Mr. Tall overheard his granddaughter’s talk of suicide and called her other grandfather, Keith Janis, who immediately drove 40 miles to see her. “I sat down with her and said, ‘Please, promise Grandpa you’ll never do that,’ ” Mr. Janis recalled last week. “She gave me that big, beautiful smile of hers and said, ‘O.K., Grandpa, O.K.’ ”
Six weeks later, Santana hanged herself in a small unheated building next to the trailer.
Since December, the Pine Ridge Reservation, a vast, windswept land of stunning grasslands and dusty plateaus, has been the scene of an unfolding crisis: Nine people between the ages of 12 and 24 have committed suicide here.

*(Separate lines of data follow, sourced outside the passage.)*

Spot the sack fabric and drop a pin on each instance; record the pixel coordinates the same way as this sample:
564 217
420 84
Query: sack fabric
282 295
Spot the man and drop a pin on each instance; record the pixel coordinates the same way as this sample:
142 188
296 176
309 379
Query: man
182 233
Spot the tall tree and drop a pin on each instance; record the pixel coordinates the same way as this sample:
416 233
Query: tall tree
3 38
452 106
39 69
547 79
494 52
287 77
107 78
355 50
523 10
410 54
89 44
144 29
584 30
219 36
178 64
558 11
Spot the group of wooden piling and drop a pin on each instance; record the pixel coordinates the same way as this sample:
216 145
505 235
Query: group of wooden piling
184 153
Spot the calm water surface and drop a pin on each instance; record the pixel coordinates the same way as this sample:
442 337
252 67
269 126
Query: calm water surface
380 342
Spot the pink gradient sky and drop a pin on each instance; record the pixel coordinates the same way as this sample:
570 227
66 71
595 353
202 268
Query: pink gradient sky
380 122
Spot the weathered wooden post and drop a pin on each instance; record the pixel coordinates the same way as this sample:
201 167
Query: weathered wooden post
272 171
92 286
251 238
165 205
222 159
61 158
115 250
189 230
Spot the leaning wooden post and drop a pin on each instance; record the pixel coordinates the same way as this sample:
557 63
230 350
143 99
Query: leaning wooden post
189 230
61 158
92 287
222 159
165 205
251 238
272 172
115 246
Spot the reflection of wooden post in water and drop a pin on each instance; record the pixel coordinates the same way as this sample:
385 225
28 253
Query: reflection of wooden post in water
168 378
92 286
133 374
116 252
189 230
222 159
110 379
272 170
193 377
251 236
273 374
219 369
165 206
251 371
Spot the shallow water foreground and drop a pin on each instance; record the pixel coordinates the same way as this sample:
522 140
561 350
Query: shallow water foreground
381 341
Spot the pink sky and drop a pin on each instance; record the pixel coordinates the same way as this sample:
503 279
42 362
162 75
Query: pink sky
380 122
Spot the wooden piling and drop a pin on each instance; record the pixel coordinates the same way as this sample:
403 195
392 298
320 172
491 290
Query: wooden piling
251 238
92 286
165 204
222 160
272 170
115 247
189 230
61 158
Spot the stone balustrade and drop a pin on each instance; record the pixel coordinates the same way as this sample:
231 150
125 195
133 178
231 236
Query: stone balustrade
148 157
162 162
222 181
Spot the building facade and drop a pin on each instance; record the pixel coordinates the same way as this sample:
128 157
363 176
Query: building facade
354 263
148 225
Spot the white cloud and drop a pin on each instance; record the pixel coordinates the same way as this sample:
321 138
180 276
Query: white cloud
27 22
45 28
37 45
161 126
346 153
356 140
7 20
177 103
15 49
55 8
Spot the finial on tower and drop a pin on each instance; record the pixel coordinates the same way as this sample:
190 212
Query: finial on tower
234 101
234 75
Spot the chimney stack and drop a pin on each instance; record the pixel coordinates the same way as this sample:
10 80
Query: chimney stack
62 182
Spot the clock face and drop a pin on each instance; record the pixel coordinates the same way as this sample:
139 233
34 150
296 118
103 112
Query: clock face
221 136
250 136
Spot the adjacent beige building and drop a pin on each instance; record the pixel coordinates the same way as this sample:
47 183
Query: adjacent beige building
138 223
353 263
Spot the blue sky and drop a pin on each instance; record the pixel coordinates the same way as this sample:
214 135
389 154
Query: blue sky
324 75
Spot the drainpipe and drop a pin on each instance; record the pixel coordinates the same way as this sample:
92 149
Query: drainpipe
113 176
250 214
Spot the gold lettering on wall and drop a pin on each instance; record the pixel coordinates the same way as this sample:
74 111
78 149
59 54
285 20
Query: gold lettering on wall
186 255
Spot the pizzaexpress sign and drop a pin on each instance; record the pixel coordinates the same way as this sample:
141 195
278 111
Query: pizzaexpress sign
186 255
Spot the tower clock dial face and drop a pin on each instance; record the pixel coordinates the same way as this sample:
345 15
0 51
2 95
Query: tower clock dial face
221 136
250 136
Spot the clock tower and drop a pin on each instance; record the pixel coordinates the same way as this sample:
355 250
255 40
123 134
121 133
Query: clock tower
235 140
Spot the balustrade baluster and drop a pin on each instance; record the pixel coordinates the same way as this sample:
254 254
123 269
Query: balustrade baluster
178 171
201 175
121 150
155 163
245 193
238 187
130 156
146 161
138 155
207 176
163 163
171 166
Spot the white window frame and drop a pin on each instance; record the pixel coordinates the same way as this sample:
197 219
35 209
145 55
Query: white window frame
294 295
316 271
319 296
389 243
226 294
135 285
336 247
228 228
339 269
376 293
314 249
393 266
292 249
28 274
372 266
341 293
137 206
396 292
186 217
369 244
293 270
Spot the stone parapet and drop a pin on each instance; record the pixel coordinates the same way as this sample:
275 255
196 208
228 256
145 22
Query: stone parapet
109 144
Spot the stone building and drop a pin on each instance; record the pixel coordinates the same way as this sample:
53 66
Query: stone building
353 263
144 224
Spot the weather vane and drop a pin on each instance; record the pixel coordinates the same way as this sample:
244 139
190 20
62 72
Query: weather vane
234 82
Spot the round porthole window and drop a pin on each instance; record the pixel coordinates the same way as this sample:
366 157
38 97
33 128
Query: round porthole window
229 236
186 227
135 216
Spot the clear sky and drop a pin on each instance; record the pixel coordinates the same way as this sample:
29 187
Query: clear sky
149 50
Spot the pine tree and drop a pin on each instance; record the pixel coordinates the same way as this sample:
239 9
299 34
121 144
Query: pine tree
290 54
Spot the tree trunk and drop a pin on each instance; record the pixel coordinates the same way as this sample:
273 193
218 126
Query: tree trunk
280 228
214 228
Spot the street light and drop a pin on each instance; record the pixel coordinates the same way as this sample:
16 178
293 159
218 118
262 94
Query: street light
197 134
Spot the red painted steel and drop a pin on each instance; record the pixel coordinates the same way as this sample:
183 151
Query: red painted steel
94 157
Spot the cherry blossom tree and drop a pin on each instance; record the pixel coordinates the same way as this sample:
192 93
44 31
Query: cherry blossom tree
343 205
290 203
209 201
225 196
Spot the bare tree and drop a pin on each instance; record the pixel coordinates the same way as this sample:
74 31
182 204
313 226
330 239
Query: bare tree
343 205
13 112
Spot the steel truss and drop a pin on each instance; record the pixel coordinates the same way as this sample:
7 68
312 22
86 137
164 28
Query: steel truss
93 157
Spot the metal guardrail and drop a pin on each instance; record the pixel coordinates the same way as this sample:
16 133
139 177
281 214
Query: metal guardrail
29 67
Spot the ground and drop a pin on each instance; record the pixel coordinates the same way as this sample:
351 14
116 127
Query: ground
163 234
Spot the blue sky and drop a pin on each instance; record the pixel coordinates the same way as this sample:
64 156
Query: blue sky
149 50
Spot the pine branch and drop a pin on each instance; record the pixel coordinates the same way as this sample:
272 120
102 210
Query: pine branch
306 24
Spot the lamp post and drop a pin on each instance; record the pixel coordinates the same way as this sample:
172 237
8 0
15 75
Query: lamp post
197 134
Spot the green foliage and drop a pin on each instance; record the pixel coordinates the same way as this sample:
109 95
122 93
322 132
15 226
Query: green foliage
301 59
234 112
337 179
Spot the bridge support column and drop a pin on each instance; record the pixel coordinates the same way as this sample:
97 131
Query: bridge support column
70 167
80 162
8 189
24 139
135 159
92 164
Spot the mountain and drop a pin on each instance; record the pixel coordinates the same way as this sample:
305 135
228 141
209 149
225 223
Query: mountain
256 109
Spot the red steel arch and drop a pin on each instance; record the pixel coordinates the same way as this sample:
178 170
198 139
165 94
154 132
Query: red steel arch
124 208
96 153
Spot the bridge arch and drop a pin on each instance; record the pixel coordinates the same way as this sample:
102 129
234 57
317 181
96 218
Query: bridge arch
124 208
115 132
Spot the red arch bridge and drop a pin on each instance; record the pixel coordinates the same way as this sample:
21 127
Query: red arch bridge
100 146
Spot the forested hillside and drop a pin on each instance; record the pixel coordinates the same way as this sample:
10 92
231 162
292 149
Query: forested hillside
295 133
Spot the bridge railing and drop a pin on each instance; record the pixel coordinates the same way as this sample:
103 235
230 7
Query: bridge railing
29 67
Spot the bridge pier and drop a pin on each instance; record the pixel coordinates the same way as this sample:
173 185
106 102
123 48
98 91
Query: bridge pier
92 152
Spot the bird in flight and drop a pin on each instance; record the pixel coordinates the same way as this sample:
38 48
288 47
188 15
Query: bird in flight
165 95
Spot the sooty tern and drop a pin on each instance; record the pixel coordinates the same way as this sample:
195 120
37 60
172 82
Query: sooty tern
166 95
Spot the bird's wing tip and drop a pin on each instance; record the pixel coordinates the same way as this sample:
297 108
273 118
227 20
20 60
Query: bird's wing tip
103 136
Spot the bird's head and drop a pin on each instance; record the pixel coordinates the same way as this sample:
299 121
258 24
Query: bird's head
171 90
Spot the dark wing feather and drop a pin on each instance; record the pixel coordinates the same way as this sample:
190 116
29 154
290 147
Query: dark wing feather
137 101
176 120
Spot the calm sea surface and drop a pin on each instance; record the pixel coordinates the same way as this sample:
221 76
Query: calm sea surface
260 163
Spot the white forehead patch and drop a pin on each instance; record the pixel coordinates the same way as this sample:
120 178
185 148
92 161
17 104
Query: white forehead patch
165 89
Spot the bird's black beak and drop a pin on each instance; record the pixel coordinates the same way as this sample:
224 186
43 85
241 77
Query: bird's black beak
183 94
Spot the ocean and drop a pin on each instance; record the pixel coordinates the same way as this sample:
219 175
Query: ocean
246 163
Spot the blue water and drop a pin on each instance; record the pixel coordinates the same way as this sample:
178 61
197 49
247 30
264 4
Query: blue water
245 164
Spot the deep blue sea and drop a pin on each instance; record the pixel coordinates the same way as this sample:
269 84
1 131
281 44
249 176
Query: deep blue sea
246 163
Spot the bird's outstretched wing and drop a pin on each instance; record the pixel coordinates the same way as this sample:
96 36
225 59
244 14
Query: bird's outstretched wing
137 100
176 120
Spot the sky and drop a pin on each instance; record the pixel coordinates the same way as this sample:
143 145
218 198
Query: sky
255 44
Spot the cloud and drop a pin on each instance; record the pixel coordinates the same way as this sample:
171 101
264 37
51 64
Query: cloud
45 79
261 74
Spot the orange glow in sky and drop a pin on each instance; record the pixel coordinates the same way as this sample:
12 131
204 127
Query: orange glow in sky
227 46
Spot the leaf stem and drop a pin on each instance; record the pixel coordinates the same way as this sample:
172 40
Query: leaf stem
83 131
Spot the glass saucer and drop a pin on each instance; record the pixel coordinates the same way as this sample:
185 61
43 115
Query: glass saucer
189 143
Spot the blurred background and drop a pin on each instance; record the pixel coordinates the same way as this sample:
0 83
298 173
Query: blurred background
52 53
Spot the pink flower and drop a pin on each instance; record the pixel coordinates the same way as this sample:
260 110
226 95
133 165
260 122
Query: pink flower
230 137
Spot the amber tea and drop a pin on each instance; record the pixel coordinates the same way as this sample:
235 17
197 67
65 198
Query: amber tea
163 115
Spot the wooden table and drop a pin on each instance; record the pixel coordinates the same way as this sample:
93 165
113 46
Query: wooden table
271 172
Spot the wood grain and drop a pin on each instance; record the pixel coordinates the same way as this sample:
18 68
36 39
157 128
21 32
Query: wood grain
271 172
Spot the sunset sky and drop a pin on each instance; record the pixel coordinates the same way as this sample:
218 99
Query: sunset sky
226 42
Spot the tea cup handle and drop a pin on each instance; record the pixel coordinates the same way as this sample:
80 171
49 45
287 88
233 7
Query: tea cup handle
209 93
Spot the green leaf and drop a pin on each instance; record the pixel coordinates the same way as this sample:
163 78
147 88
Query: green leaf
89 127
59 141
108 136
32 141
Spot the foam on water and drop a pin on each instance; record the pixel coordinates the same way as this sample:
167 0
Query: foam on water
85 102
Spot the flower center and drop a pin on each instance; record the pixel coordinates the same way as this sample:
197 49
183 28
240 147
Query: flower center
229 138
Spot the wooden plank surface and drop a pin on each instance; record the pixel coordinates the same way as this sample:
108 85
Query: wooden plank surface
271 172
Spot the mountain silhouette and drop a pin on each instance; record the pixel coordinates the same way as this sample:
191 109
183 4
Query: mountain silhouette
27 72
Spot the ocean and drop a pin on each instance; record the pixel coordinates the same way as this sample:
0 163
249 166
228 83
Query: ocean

Two teenagers hanged themselves in December. In the next three months, seven more young people were found dead, including Alanie Martin, 14, who was known for her love of basketball, cheerleading and traditional Indian hand games. When Santana killed herself in February, she followed the recent suicide of a boy who attended her school, Wounded Knee, named for the 1890 massacre that occurred where the reservation stands today.
Many more youths on the reservation have tried, but failed, to kill themselves in the past several months: At least 103 attempts by people ages 12 to 24 occurred from December to March, according to the federal Indian Health Service. Grim-faced emergency medical workers on the reservation, which is the size of Delaware and Rhode Island combined, say they have been called to the scenes of suicide attempts, sometimes several times a day.
Tribe officials, clergy members and social workers say they cannot remember such a high rate of suicides and attempts in such a short period on the reservation, which is already overwhelmed with high rates of unemployment, poverty, domestic abuse and alcohol addiction.
In 2013, five people, adults and children, killed themselves, according to the Oglala Sioux tribe. Officials at Pine Ridge said they were mystified by the far more pronounced increase in the past several months and had searched, unsuccessfully, for answers.
As the suicides began to mount in February, the Oglala Sioux tribe president, John Yellow Bird Steele, declared an emergency on the reservation. In response, the Indian Health Service deployed additional counselors, but many people here say it is not nearly enough: There are only six mental health professionals on the entire reservation, which has a population of 16,000 to 40,000 tribal members based on varying government and tribal estimates.
“It is devastating,” Mr. Steele said. “I don’t know if they were cyberbullied, or if they had living conditions they didn’t want to put up with, or they were sexually abused. Were they hungry? I don’t know.”
“When you have a good understanding of what’s happening,” he said, “come back and tell me.”
But family members and tribe officials said they had seen disturbing clues.
Outside the Pine Ridge School, where four of the 800 students have committed suicide in recent months, Myra Slow Bear, 15, a friend of Alanie’s, said other students had been bullying Alanie.